Il soggetto di questa tela è tratto dalla Bibbia, dove nell'ultima parte del libro della Genesi (Genesi 40, 1-23) si parla di Giuseppe, uno dei dodici figli di Giacobbe, dotato da Dio del potere di interpretare i sogni. Sbattuto in prigione, dopo essere stato ingiustamente accusato dalla moglie di Putifarre di tentata violenza, il giovane ragazzo incontra il panettiere e il coppiere del faraone, ai quali decide di svelare il significato dei loro sogni, preannunciando al primo la condanna a morte, al secondo la futura scarcerazione. Il quadro ritrae infatti il preciso istante in cui Giuseppe sta rivelando al panettiere il suo triste destino, contando con la mano sinistra i giorni che restano al funzionario del faraone prima di essere impiccato. Come ha debitamente osservato Olga Melasecchi (2010), questo quadro è con ogni probabilità l'opera più caravaggesca del pittore, sia per il gioco della luce, sia per il realismo delle figure e di numerosi dettagli che impreziosiscono la composizione, come la natura morta di orci visibile sulla destra, mitigati da una 'descrittività ornata e fiammingheggiante' e dagli esiti dei riformati toscani (cfr.
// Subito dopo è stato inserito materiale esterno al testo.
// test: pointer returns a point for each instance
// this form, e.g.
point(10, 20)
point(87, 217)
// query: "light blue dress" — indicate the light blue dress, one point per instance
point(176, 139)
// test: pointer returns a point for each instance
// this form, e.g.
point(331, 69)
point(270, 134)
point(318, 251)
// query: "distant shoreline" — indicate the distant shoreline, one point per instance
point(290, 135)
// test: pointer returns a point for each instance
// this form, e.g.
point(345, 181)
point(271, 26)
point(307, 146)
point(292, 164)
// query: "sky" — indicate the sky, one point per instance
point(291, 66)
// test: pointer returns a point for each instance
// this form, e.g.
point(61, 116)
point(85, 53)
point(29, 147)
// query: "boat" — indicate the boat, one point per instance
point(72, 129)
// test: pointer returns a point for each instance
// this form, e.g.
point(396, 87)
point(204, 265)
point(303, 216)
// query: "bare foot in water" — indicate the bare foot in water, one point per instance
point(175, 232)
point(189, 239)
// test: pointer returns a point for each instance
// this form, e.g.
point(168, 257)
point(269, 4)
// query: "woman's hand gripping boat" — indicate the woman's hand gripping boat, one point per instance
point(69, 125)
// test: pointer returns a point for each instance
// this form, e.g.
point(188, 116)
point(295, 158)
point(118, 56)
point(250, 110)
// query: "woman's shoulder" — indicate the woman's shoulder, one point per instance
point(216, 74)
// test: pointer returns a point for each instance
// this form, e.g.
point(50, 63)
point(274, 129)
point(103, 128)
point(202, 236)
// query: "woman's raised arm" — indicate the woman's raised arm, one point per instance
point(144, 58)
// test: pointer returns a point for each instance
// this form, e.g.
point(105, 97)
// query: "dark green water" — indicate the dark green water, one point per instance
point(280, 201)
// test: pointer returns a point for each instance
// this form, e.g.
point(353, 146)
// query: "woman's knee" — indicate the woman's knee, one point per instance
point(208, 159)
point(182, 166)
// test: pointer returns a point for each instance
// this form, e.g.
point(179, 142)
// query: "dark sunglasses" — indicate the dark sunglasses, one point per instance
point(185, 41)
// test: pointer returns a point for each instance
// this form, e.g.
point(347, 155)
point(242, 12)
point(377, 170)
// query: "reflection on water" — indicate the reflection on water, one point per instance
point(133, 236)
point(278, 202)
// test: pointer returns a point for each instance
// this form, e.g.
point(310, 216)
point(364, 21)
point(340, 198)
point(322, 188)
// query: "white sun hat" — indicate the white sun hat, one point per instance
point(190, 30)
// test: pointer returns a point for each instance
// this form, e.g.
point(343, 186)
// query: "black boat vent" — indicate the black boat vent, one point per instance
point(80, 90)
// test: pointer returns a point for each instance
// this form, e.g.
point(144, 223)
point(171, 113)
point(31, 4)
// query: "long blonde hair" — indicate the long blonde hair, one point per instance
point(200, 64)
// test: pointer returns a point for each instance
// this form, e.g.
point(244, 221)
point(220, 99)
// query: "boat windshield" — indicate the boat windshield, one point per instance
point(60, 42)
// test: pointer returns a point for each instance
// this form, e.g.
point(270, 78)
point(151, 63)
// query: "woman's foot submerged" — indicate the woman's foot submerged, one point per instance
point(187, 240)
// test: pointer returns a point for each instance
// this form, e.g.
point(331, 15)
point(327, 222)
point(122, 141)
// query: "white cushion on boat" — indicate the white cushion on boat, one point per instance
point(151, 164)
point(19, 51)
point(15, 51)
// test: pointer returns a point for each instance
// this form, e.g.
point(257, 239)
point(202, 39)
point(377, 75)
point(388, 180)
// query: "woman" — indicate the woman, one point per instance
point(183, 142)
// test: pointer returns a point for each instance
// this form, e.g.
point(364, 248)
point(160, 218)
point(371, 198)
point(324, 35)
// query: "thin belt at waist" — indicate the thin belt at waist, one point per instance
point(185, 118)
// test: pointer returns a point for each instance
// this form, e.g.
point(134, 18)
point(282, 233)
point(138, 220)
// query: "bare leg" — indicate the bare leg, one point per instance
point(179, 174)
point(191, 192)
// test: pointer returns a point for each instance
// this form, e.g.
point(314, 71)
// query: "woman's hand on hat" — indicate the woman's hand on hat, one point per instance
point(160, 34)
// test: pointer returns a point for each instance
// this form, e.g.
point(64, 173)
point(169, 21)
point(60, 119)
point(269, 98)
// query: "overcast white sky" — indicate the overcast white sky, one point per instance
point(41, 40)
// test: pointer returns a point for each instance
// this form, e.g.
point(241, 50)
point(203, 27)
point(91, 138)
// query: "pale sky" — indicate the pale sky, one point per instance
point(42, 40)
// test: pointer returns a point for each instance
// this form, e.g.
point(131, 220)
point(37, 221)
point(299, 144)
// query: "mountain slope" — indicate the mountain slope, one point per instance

Emiliani 1991).
Se come indicato da Papi (1997) questa tela fu eseguita dal pittore intorno al 1618 in concomitanza della decorazione dell'appartamento di Palazzo Borghese di Campo Marzio - esecuzione leggermente anticipata da Barbara Ghelfi (2011) al 1615-1617 - è possibile quindi ipotizzare che l'opera entrò in collezione Borghese prima del 1693, commissionata probabilmente dal principe Marcantonio insieme ad altre opere, tra cui il San Rocco (inv. 69) e Lot e le figlie (inv. 45).
Una replica di questo dipinto, conservata a Vienna (Kunsthistorisches Museum, inv. 1551), è stata avvicinata con qualche riserva al pittore sempre da Papi (1993) che però l'ha reputata una versione più tarda eseguita nelle Marche.